Grand Challenges Explorations (GCE) funds individuals worldwide to explore ideas that can break the mold in how we solve persistent global health and development challenges.  Loker’s and Adema’s projects are two of more than 80 Grand Challenges Explorations Round 11 grants announced recently by the Bill & Melinda Gates Foundation. 

To receive funding, Loker and Adema, and other Grand Challenges Explorations Round 11 winners demonstrated in a two-page online application a bold idea in one of five critical global heath and development topic areas that included development of the next generation condom, agriculture development, and neglected tropical diseases.  

Distinguished Professor of Biology Eric Loker.

Loker, along with colleagues from the Kenya Medical Research Institute, will test whether parasitic flatworms known as amphistome flukes can compete with the human parasite Schistosoma mansoni with the goal of helping prevent human infections. These two types of worms co-inhabit the same snail species.

The investigators will harvest large quantities of amphistome eggs from the rumens of routinely slaughtered goats and cattle, and use temperature and light to induce miracidia (larva) to hatch in the laboratory. These will then be tested for their ability to infect schistosome-transmitting snails and to block or prevent schistosome infections in these snails. This low-tech, low-cost approach is more environmentally friendly than current chemical approaches, and its application to transmission sites can be easily halted once infection rates are under control.

“Some neglected tropical diseases are really neglected, and schistosomiasis is one of them, even though it infects over 210 million people,” Loker said. “For decades we have relied on the simple expedient of mass drug administration to limit morbidity and slow transmission of this disease. But now, there is a growing realization that without some means to limit the extent of schistosome development in their obligatory snail hosts, we will not be able to stop transmission.

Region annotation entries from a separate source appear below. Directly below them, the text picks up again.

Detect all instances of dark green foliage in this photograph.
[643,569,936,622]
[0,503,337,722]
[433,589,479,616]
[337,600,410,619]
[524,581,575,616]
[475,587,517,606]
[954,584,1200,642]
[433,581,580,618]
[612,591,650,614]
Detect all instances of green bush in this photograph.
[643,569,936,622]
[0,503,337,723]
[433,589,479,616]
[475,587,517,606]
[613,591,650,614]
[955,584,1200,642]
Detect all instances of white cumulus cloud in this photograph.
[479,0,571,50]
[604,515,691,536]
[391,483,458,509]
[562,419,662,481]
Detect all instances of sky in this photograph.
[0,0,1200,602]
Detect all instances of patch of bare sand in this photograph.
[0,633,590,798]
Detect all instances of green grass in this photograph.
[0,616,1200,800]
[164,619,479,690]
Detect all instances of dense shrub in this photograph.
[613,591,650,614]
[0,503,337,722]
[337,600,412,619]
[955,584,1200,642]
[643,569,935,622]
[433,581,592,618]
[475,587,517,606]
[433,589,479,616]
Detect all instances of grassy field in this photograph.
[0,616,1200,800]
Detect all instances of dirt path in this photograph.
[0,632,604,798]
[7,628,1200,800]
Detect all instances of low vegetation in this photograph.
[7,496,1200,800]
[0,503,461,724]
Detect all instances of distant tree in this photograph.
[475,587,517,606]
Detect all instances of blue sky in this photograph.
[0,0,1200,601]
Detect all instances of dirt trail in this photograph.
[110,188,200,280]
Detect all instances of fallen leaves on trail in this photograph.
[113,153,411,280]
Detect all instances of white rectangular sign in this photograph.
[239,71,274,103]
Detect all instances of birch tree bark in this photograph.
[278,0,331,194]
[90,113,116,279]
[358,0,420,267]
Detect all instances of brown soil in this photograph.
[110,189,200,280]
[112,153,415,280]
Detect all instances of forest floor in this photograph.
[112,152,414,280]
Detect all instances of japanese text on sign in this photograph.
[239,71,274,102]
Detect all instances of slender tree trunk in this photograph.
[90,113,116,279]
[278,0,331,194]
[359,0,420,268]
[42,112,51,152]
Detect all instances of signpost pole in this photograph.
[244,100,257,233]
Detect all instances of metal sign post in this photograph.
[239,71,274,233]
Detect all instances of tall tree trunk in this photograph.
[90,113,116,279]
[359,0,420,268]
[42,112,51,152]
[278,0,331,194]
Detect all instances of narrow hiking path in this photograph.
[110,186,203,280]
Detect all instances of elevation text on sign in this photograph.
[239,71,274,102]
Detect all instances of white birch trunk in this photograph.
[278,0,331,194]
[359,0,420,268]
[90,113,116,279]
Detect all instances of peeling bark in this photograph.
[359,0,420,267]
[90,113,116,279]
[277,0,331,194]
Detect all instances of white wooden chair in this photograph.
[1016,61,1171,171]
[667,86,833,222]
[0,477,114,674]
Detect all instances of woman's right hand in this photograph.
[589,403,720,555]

“The support we have received from the Gates Foundation is timely – it will help us zero in on ways to reduce transmission, hopefully assisting the World Health Organization in achieving its goal of elimination of human schistosomiasis as a public health problem by 2025. But... we have a long way yet to go.”  

Associate Professor Coenraad Adema

Adema will develop a device to attract, capture and display a signal from the parasitic flatworm Schistosoma mansoni in order to determine transmission risks and support control efforts. He will confirm the reported attraction of the parasite larvae to particular chemicals (chemo attractants) and then analyze whether the subsequent release of parasite enzymes can induce a color change that can be quantitatively detected using a chromogenic substrate. A prototype floating detection device carrying the most effective chemo-attractant and substrate will be developed that also enables recovery of parasite DNA for molecular-based detection.

“I will integrate previous insights from different fields of biology to better determine the infection risk for human schistosomiasis, a parasite-caused, neglected tropical disease,” Adema said.

About Grand Challenges Explorations
Grand Challenges Explorations is a US$100 million initiative funded by the Bill & Melinda Gates Foundation.  Launched in 2008, over 850 people in more than 50 countries have received Grand Challenges Explorations grants.  The grant program is open to anyone from any discipline and from any organization.  The initiative uses an agile, accelerated grant-making process with short two-page online applications and no preliminary data required.  Initial grants of US$100,000 are awarded two times a year. Successful projects have the opportunity to receive a follow-on grant of up to US $1 million.